The high cost of pork prevents most Filipinos from obtaining meat. This leads to a drop in demand. Importers and traders are now trapped by high inventories. According to DA, millions of kilograms of imported pork are stored in cold storage, a total of 80 million kilograms, which is about three times the normal monthly inventory before the pandemic.

Of the total amount of frozen pork, Metro Manila has 25 million kilograms; Calabarzon has 21 million kilograms, Central Luzon has 21 million kilograms, and Cebu has 12 million kilograms.

What makes DA's temperature requirements for imported pork controversial is that local pork can still be sold on the public market without refrigeration. This is not logical at all. The chemical composition of pork is the same, whether it is imported or locally raised. Why is it required to sell one frozen and not allow the other? If DA's intention is to avoid bacterial contamination, it should also impose freezing requirements on local pork. Simply imposing it on imported pork is not going to achieve the goal.

In addition, Filipinos usually eat well-done pork. It is not eaten raw or rare under almost any circumstances. Bacteria die at 62.8 degrees Celsius, which usually exceeds this temperature during cooking.
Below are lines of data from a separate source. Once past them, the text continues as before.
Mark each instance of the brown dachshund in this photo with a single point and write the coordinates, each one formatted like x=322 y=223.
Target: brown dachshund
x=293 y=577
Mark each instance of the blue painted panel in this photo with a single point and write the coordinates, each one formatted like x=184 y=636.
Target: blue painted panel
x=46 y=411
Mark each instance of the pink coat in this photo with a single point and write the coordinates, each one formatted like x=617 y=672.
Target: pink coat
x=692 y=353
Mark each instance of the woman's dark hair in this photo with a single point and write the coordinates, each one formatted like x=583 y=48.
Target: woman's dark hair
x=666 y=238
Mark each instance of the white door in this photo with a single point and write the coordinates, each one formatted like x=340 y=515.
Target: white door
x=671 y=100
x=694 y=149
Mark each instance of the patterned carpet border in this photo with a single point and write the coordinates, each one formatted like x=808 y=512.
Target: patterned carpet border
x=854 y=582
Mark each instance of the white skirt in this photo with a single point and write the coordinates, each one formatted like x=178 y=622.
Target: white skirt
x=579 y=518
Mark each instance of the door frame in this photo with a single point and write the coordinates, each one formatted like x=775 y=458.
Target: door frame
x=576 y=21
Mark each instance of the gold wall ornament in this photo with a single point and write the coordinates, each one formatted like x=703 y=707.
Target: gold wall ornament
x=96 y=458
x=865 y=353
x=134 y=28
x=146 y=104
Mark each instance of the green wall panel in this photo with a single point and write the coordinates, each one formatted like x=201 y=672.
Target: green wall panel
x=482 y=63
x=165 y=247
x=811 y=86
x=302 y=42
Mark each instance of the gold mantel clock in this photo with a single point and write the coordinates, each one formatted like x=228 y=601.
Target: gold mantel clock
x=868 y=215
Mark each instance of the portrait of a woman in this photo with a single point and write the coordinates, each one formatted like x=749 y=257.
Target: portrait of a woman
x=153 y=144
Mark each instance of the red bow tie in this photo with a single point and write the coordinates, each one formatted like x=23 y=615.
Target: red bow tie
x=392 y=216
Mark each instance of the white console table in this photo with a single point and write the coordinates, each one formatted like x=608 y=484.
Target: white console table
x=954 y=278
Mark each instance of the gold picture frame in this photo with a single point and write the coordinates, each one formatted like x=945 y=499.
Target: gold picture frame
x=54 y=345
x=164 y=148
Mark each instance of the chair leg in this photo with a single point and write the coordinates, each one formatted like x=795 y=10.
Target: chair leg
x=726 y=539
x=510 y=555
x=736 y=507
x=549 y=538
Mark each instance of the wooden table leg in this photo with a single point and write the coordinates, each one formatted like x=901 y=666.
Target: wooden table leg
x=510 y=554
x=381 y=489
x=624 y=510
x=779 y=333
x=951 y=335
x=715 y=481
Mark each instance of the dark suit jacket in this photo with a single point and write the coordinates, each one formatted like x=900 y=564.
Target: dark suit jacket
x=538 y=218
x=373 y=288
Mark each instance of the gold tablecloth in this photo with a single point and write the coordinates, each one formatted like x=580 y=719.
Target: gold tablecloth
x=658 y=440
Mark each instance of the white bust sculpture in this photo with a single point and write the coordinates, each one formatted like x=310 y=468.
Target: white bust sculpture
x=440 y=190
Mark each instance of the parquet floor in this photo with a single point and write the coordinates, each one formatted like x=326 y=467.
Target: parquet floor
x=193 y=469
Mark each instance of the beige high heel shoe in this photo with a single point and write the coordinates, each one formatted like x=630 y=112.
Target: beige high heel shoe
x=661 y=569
The strict temperature requirements imposed by DA are the reason why millions of kilograms of imported pork cannot be sold in the public market and cannot reach the public. This is the reason why import prices have not fallen despite the liberalization.

The only way to solve this situation is for DA to relax the temperature requirements for imported pork sales. Only in this way will we see a drop in pork prices. Only in this way will it have an impact on the national inflation rate.